Saturday, February 25, 2017

"A Death in the Dales"

A Death in the Dales, nominated for the CWA Historical Dagger, is seventh in Frances Brody’s 1920s Murder Mystery series featuring Kate Shackleton, First World War widow turned sleuth.

Brody applied the Page 69 Test to the new novel and reported the following:
It is the first Sunday in May. Kate Shackleton and her niece Harriet arrived in the village of Langcliffe less than twenty-four hours ago. Already two mysteries loom. Kate has been presented with material relating to a possible miscarriage of justice that occurred a decade ago.
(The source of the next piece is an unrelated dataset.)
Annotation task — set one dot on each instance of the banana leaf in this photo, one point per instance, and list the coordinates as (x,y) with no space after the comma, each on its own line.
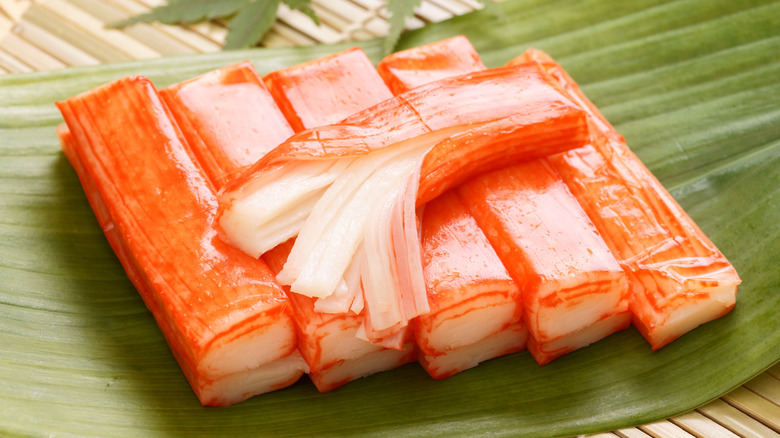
(692,84)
Harriet’s concern is more recent. She has a new friend, Beth, whom she met yesterday on the village green during the Mayday celebrations. Young Beth works in the mill. Her brother, who was taken beyond the village to work on a farm, is missing.

Kate and Harriet go to the local church, St John the Evangelist. Villagers are arriving in their Sunday best for the mid-morning service.

Kate Shackleton narrates:
Inside, the church’s stained-glass windows, lit by the sun, gave it a lovely brightness. The organist played some stirring but unfamiliar hymn to hurry people into the pews. There were the usual flags and banners that I came to hate so much in the aftermath of war when they had grown dusty, and the hymns of sacrifice and patriotism made me feel nauseous.

I led us to a pew near the front where we could see the pictures on the windows to either side of the sanctuary. One of them made me smile, thinking of Harriet recovering from her illness. It was the raising of Jairus’s daughter, with the inscription, ‘The maid is not dead but sleepeth.’

When the service began, Harriet whispered, ‘We should have sat at the back, then we would have seen who’s here.’

‘People will congregate outside afterwards.’

The vicar sped nicely through the service and then came to the pulpit. He was an elderly man with sparse hair, a fine girth and a booming voice.
Kate was right. Churchgoers loiter after the service has ended. On the edge of the village green, Harriet spots her new friend Beth. Soon, their search for the missing brother will begin, and will intertwine with Kate’s search for justice in relation to a decade old crime.